Martín Torrijos is the son of military ruler Omar Torrijos, who was Panama's social reformer and military strongman from 1968 until his death in a 1981 plane crash. The younger Torrijos is an illegitimate child primarily raised by his mother, but his father publicly acknowledged him when he became a teenager. Born in Chitré, Herrera, he graduated from St. John's Northwestern Military Academy located in Delafield, Wisconsin, in the United States and studied political science and economics at Texas A&M University in College Station, Texas. During his time in the US, he also worked in Chicago, managing a McDonald's restaurant.

1994

During the presidency of Ernesto Pérez Balladares (1994–1999), Torrijos served as deputy minister for the interior and justice. His most significant act as deputy minister was to sign into law the complete privatization of Panama's water utilities. When the new law proved unpopular, the Democratic Revolutionary Party (PRD) effected a reversion to the previous system. During his term in office the rate of armed robberies and assault increased. There were several reported cases where SUNTRACS, a workers union, was angered, causing several riots which involved rock flinging.

1999

After the failure of a constitutional referendum that would have allowed PRD incumbent Ernesto Pérez Balladares to seek a second consecutive term, Torrijos was named to represent the PRD in the 1999 general election. Torrijos was selected in part to try to win back left-leaning voters after the privatizations and union restrictions instituted by Pérez Balladares. His main opponent was Arnulfista Party candidate Mireya Moscoso, widow of former Panamanian President Arnulfo Arias, who had been deposed in the military coup that had brought Torrijos's father Omar to power. Moscoso ran on a populist platform, beginning many of her speeches with the Latin phrase "Vox populi, vox Dei" ("the voice of the people is the voice of God"), previously used by Arias to begin his own speeches. She pledged to support education, reduce poverty, and slow the pace of privatization. While Torrijos ran in large part on his father's memory—including using the campaign slogan "Omar lives"—Moscoso evoked that of her dead husband, leading Panamanians to joke that the election was a race between "two corpses". Torrijos and the PRD were ultimately hampered by the corruption scandals of the previous administration, as well as a scandal in which La Prensa reported that two members of his campaign had been bribed by Mobil to sell a former US military base. Moscoso defeated Torrijos with 45% of the vote to 37%.

2004

Torrijos ran again in the 2004 presidential election on a platform of strengthening democracy and negotiating a free trade agreement with the US, and was supported by popular musician and Politician Ruben Blades; Torrijos later made Blades the nation's tourism minister. Torrijos' primary rival was Guillermo Endara, who had served as President from 1990 to 1994. Endara ran as the candidate of the Solidarity Party, on a platform of reducing crime and government corruption.

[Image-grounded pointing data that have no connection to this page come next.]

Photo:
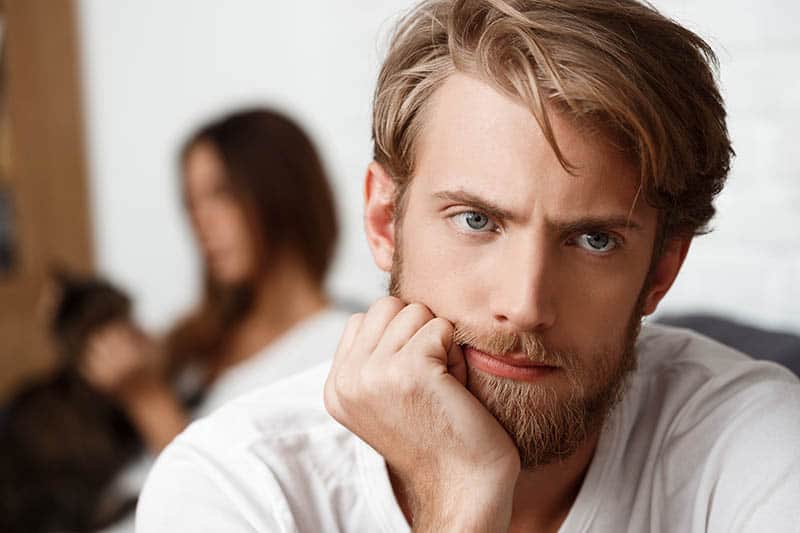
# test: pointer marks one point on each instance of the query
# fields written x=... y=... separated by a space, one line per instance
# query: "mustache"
x=501 y=342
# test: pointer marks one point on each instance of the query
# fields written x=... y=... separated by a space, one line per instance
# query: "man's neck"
x=284 y=298
x=543 y=497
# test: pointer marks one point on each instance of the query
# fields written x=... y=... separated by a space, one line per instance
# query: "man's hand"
x=398 y=382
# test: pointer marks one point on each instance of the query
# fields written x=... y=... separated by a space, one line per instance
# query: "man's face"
x=538 y=269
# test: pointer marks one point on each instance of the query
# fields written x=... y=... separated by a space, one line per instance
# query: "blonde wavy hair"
x=617 y=67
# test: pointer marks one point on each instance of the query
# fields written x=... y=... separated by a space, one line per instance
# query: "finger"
x=456 y=364
x=402 y=328
x=375 y=321
x=348 y=337
x=431 y=343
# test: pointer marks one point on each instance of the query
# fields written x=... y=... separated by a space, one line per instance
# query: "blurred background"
x=97 y=101
x=98 y=95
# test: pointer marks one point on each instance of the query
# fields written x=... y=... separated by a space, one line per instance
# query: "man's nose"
x=523 y=297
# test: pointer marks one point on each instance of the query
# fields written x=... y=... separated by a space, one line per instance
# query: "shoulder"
x=725 y=430
x=252 y=463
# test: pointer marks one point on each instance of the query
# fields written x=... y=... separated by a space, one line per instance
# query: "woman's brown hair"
x=277 y=177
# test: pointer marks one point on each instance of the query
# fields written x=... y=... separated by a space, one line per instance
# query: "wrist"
x=480 y=503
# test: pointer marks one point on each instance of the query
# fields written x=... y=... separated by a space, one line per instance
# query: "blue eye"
x=475 y=221
x=597 y=241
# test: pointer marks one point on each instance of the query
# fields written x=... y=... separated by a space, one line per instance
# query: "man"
x=541 y=167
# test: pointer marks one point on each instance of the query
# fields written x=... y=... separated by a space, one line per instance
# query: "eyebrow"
x=582 y=224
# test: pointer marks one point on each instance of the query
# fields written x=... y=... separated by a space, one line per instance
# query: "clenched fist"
x=398 y=382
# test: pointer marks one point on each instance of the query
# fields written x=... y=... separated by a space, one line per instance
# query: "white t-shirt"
x=306 y=345
x=706 y=439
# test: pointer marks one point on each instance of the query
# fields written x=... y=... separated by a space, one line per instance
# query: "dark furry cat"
x=61 y=441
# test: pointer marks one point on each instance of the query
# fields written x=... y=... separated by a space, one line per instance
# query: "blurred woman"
x=263 y=216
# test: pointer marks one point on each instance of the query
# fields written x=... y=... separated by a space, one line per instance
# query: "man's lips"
x=505 y=366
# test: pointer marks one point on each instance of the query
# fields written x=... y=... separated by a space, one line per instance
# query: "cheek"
x=440 y=271
x=596 y=304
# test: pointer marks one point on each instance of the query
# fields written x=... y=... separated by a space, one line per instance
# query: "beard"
x=547 y=422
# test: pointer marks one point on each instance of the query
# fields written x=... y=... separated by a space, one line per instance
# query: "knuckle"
x=420 y=310
x=386 y=303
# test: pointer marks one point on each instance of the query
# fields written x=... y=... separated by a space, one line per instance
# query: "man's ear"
x=379 y=190
x=665 y=271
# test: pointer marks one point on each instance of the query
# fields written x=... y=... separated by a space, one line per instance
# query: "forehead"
x=473 y=137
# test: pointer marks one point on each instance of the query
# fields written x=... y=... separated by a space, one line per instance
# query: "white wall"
x=153 y=70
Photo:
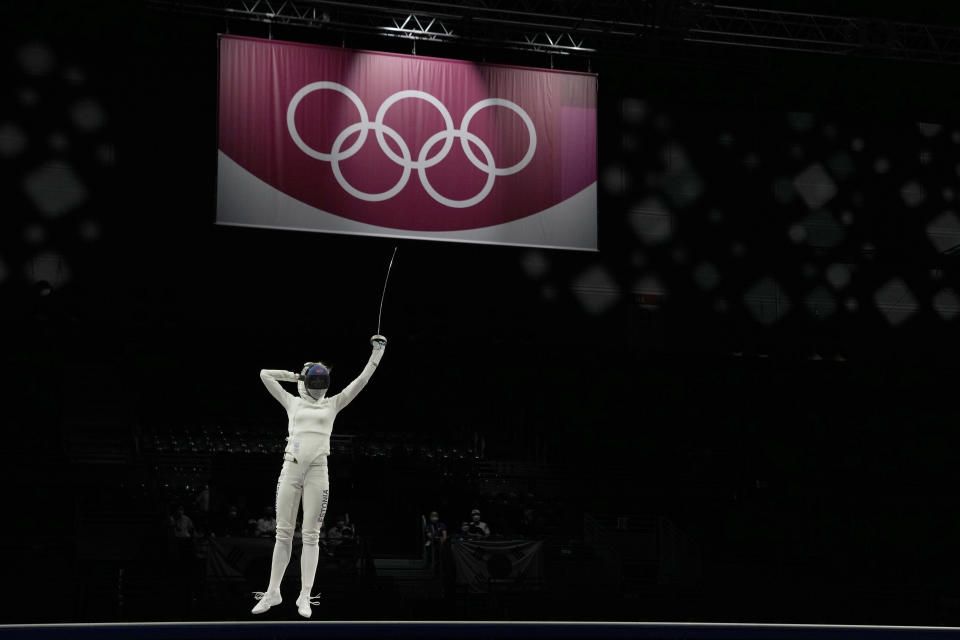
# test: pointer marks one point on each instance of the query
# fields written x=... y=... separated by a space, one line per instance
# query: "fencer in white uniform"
x=310 y=417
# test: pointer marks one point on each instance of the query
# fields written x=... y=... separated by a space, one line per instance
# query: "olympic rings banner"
x=357 y=142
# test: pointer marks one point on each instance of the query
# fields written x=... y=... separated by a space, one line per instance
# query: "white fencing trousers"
x=306 y=476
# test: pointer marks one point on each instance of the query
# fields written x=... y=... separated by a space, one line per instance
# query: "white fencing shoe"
x=304 y=602
x=267 y=600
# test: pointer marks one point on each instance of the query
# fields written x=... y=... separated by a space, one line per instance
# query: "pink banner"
x=345 y=141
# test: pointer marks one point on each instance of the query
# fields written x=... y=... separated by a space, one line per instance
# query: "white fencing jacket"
x=315 y=417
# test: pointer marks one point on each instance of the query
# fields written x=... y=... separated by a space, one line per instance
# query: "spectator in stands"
x=182 y=524
x=435 y=531
x=202 y=510
x=464 y=533
x=478 y=529
x=267 y=525
x=436 y=534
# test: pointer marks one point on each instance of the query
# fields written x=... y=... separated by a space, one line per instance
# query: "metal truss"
x=616 y=28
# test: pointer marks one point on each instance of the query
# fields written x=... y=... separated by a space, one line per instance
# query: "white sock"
x=281 y=556
x=309 y=556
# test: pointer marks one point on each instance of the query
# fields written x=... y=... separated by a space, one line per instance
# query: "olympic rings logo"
x=424 y=160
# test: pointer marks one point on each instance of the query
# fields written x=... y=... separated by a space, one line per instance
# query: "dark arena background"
x=742 y=410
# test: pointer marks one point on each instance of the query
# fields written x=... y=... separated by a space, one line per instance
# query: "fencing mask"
x=314 y=381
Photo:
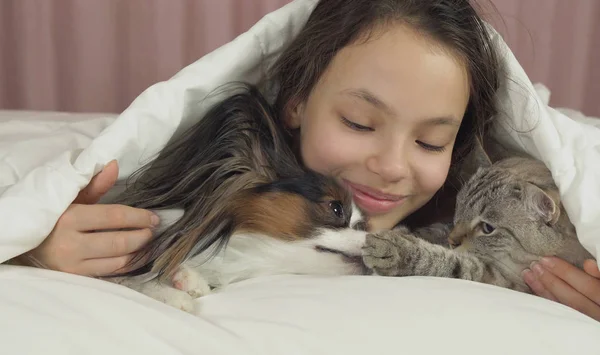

Endara and the other candidates also ran a series of negative ads highlighting the PRD's connections with former military ruler Manuel Noriega. Endara finished second in the race, receiving 31% of the vote to Torrijos' 47%.

2005

In May 2005, the Torrijos government proposed increasing pension contributions and raising the retirement age to help pay off the nation's increasing foreign debt. The changes triggered several weeks of protests, strikes, and a student-led closure of the University of Panama, and the proposal to increase the retirement age was postponed. Following opposition from the Roman Catholic Church and union Leaders, Torrijos also initially postponed plans to reform social security, though he successfully passed a reform measure later in his term.

2006

In November 2006, Torrijos sponsored the Latin American and Caribbean Congress in Solidarity with Puerto Rico's Independence in favor of Puerto Rico's independence and made an energetic call to the United States to recognise the independence of Puerto Rico. His administration opposed Colombian President Alvaro Uribe's proposals to build a road through the undeveloped Darién Gap connecting the countries, stating that it could damage ecotourism in the region.

2007

In 2007, Torrijos negotiated the Panama–United States Trade Promotion Agreement with the administration of George W. Bush. Though ratified in Panama and apparently headed to ratification in the US, the agreement was derailed in September 2007 when fellow PRD member Pedro Miguel González Pinzón was elected President of the National Assembly. González Pinzón had been indicted by a US grand jury for the 1992 murder of US Army Sgt. Zak Hernández, and some members of the US Congress vowed to oppose the pact until González Pinzón no longer held the post. Unwilling to publicly battle his party's nationalist wing, Torrijos privately asked González Pinzón to resign, but avoided criticizing him in the press. The deal was finally ratified under Torrijos's successor, Ricardo Martinelli.

2009

Torrijos was again popular by the end of his term, but because Panama's constitution forbids consecutive second terms for the presidency, the PRD nominated Balbina Herrera as a candidate to succeed him in 2009. She lost to an independent candidate, Ricardo Martinelli, the owner of a supermarket chain.

2014

Shortly before leaving office, Moscoso sparked controversy by pardoning four men—Luis Posada Carriles, Gaspar Jimenez, Pedro Remon and Guillermo Novo Sampol—who had been convicted of plotting to assassinate Cuban President Fidel Castro during a 2000 visit to Panama. Cuba broke off diplomatic relations with the country, and Venezuelan President Hugo Chávez recalled the nation's ambassador. Moscoso stated that the pardons had been motivated by her mistrust of Torrijos, saying, "I knew that if these men stayed here, they would be extradited to Cuba and Venezuela, and there they were surely going to kill them there."